Merek Petersaysdenim berasal dari Peter
Says Sorry, nama kelompok musik. Posisi Peter dalam kelompok musik itu sebagai
vokalis. ”Saya sebenarnya bingung mencari nama. Ya, sudah karena saya
menjual produk denim, nama mereknya jadi Petersaysdenim,” ujarnya
tertawa.
Peter memanfaatkan fungsi jejaring sosial
di internet, seperti Facebook, Twitter, dan surat elektronik untuk promosi dan
berkomunikasi dengan pengguna Petersaysdenim. ”Juli nanti saya rencana
mau ke Kanada untuk bisnis. Teman-teman musisi di sana mau ketemu,” katanya.
Akan tetapi, ajakan bertemu itu baru
dipenuhi jika urusan bisnis selesai.
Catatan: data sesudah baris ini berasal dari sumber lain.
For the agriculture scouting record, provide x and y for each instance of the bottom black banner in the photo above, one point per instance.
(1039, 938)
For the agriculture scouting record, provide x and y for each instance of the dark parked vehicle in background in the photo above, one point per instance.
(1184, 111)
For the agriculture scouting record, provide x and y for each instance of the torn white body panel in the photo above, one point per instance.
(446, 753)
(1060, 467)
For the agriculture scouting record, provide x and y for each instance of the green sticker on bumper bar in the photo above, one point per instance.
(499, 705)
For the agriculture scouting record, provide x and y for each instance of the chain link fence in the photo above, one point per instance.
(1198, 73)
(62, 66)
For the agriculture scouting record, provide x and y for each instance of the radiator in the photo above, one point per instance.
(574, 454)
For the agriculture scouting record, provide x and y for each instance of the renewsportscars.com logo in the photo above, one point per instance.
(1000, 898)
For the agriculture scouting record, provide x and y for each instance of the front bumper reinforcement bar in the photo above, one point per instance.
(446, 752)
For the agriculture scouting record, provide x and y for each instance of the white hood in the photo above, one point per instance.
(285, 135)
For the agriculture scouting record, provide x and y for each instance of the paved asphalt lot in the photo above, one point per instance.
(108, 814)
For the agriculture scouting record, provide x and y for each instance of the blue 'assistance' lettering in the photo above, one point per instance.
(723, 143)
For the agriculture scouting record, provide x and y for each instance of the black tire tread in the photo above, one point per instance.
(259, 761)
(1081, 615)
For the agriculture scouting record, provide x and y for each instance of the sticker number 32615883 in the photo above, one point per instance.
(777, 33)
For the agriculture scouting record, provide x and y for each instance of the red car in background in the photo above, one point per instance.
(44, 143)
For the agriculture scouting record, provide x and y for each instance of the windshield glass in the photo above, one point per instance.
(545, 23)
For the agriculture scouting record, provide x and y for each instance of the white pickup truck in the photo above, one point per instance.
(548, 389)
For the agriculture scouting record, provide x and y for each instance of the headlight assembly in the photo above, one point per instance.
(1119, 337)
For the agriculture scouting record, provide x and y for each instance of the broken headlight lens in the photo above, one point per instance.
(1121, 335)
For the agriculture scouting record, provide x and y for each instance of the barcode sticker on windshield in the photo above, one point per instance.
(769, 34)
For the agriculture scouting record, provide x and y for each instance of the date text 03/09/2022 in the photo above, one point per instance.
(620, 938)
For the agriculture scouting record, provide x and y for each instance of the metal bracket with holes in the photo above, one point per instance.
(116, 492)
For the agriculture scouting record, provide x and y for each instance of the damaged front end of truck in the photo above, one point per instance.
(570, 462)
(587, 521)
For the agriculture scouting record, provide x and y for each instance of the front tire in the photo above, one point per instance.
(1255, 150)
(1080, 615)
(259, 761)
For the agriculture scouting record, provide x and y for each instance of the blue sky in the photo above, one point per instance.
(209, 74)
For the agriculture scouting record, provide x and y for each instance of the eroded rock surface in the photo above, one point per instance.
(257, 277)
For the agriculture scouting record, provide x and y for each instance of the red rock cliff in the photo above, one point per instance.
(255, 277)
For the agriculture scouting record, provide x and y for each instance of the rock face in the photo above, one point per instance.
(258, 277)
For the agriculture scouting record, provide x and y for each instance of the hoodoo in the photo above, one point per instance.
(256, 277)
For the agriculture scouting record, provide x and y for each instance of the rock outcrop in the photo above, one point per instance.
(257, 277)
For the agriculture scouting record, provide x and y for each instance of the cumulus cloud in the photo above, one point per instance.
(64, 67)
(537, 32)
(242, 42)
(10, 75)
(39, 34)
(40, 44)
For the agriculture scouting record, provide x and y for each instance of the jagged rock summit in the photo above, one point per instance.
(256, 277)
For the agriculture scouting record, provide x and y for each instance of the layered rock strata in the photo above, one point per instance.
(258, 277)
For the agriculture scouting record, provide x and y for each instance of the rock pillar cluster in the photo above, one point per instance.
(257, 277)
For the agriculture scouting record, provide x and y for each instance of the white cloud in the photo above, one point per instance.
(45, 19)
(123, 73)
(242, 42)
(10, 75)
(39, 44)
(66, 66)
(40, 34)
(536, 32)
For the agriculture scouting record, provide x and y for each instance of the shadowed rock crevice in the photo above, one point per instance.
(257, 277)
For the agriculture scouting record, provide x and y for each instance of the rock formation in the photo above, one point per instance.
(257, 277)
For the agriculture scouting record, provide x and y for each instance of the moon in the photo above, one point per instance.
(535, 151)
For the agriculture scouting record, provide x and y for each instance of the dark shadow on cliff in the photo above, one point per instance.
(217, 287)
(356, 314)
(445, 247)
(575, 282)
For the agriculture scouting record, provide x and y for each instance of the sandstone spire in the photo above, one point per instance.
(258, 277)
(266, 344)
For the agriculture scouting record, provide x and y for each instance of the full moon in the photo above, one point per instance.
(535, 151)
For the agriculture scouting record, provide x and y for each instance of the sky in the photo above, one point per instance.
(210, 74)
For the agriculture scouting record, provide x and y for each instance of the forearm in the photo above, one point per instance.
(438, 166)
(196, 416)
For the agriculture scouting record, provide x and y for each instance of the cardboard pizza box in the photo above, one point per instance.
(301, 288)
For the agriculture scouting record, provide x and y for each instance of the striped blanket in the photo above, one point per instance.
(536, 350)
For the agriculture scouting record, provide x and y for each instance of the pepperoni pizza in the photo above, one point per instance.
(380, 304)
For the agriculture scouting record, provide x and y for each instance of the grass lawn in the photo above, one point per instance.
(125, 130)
Ajakan itu juga bukan main-main karena
Peter diperbolehkan ikut berkeliling tur dengan bus khusus mereka. Personel
kelompok musik lainnya menuturkan, jika sempat berkunjung ke Indonesia ia
sangat ingin bertemu Peter. Ia melebarkan sayap bisnis untuk memperlihatkan
eksistensi Petersaysdenim terhadap konsumen asing.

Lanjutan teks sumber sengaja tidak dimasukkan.